Straight to the Bar

All Things Strength

HELPING YOU GET STRONGER SINCE 2004

Getting to Know : Personal Trainer Vic Magary
Written By : Scott Bird

I love finding out more about the people here – their training, background, ideas and goals. Always fascinating.

This time it’s in the form of an interview with a particularly inspiring Personal Trainer, Vic Magary. As you’ll see, he’s got an incredible outlook on the world.
Let’s dive in.


1. Firstly, a bit of background. What is your name (and nickname), and where did you grow up?
My full name is Victor Nicholas Magary. Nearly everyone calls me Vic. I grew up in the small river town of Steubenville, Ohio in the United States.

2. I believe you’ve been studying Martial Arts in one form or another since you were 10 years old. How did you move from student to teacher (in the form of a Personal Trainer)?
My first exposure to teaching came during martial arts classes, even when I was still a kid. I was the 13 year old terror that my instructor put in charge of leading the warm up exercises at the beginning of each class. I was all too happy to tell guys in their thirties to drop and give me 50 push ups because they weren’t staying focused in class.

Moving into the personal trainer realm didn’t come until after I finished my time in the Army. I started out making “house calls” and going to the homes and offices of clients to put them through their sessions. My equipment at the time consisted of a pair of Powerblock dumbbells, boxing gloves, and focus mitts.
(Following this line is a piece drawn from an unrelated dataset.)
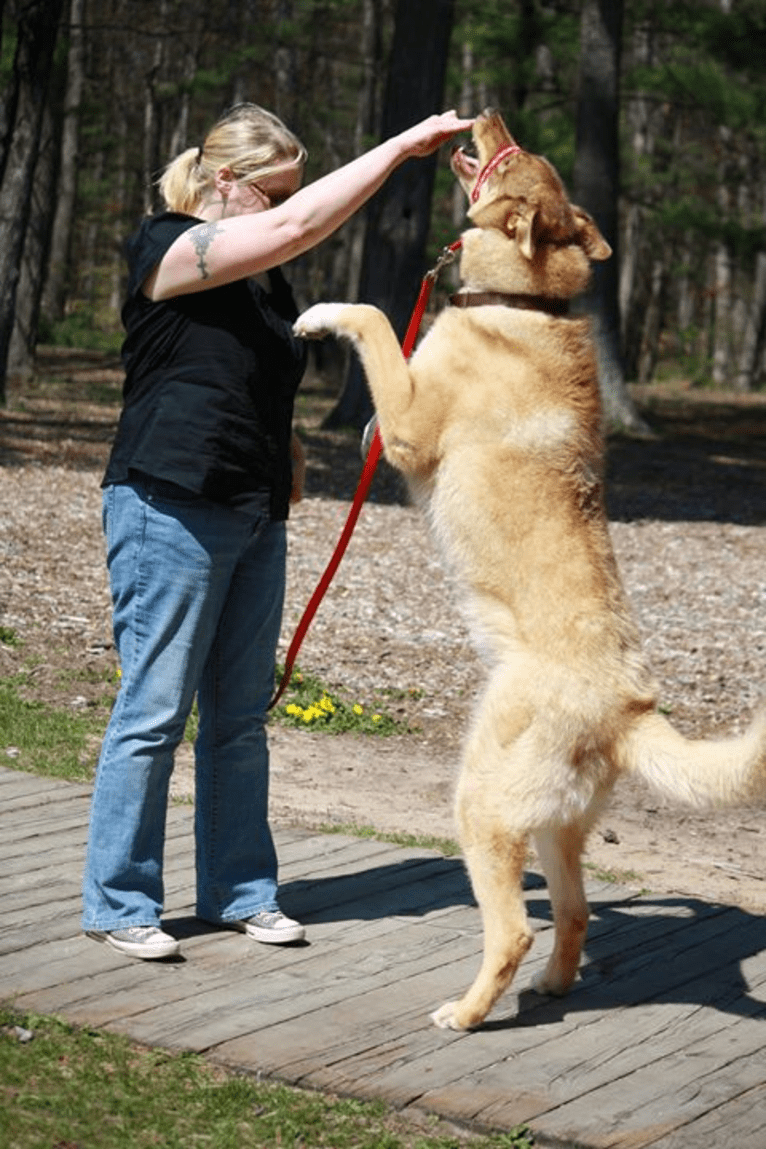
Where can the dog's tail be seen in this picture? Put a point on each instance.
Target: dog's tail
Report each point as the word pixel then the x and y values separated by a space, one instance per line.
pixel 699 773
3. Following the closure of your gym, you shifted focus to offerings such as 31 Day Fat Loss Cure and the Rebel Strength Guide. What are your goals like now – a return to a physical space in some way, or are you enjoying the online life?
I have no plans to ever return to the physical space. I can help more people with far less overhead costs online. I now have a few documented cases of people losing 100 lbs or more via my online programs – I never accomplished that in my physical gym. I am considering offering one-on-one coaching and personalized program design via email and telephone support, but that is the closest I plan on coming to doing individual training.

4. What changes in commercial gyms (and the way they are run) have you seen over the past few years? What would you like to see?
I currently use a commercial gym. It allows members 24 hours access via electronic key entry and there are absolutely no high pressure sales tactics. I love it. I’ve been turned off from large corporate gyms previously from being bombarded with personal training packages and other upsells.
I would love to see more access to “odd object” equipment in a commercial setting. Things like sandbags and a designated sledgehammer area would be great. But I understand that the overall demand for such training implements is relatively low and the commercial gyms will always lean toward providing the unfortunately popular eliptical machines and treadmills.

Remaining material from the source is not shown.